Engine shearoff, though rare, has happened in a number of cases.
Boeing 747F experienced a number of engine falloffs:
- On Dec 1991, China Airlines flight 358, a 747-200F, lost an engine near Taiwan and crashed.
- On October 1992, a El Al 747-200F crashed after takeoff due to engine separation, at Amsterdam, the Netherlands.
- Another 747F from Evergreen Airlines lost an engine over Anchorage, Alaska soon after.
- On October 2004, a Boeing 747-132SF of Kalitta Air lost an engine while climbing and landed without further incident.
Engine separation has been reported on 737s too:
ELAL flight 1862 crashed in Amsterdam on the 4th of October 1992 as a result of 2 engines shearing off. The number 3 engine sheared off shortly after take-off due to metal fatigue related failure of the fuse pins. After separation, the number 3 engine hit the number 4 engine, shearing it off as well. Combined with damage to the leading edge of the right wing the aircraft became difficult to control at low speeds and subsequently crashed on the attempt to return to Schiphol Airport.
The Boeing 727 acquired a reputation for shedding engines. The process was ice buildup on the right side due to leaking lavatory plumbing, the ice falling off and into the No. 3 engine where it caused damage to the fan blades. The resulting imbalance lead to vibrations, and the engine was designed to shear off in that case.

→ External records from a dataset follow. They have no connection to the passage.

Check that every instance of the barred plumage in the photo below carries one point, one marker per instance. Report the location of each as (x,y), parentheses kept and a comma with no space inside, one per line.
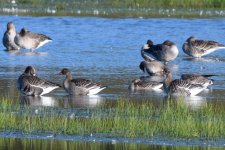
(30,40)
(79,86)
(29,84)
(198,79)
(165,52)
(141,84)
(181,87)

This New York Times article describes one case where a 727 lost its engine over Florida. The article continues:
Cases of engines falling from airplanes are rare. In 1974 a National Airlines 727 lost an engine near Sierra Blanca, Tex. In 1985 an American Airlines 727 flying from Dallas to San Diego lost an engine near Deming, N.M.
I would expect this happened also to some Russian airplanes, but here the reporting is less up-front, so I know of none.
In addition to the cases where engines fell off in flight, there have also been cases where the engines sheared off due to impact forces during a crash, which is the primary reason for attaching to the wing with shear pins. This helps to prevent excessive loads from breaking the wing structure, which would cause a fuel leak from the tanks in the wings.
July 2013, an Asiana 777-200ER crashed short of the runway. Both engines separated.
April 2013, a Lion Air 737-800 crashed short of the runway. The right hand engine sheared off.
February 2009, a Turkish Airlines 737-800 crashed, both engines separated.
December 2008, a Continental 737-500 departed the runway on takeoff. One engine separated.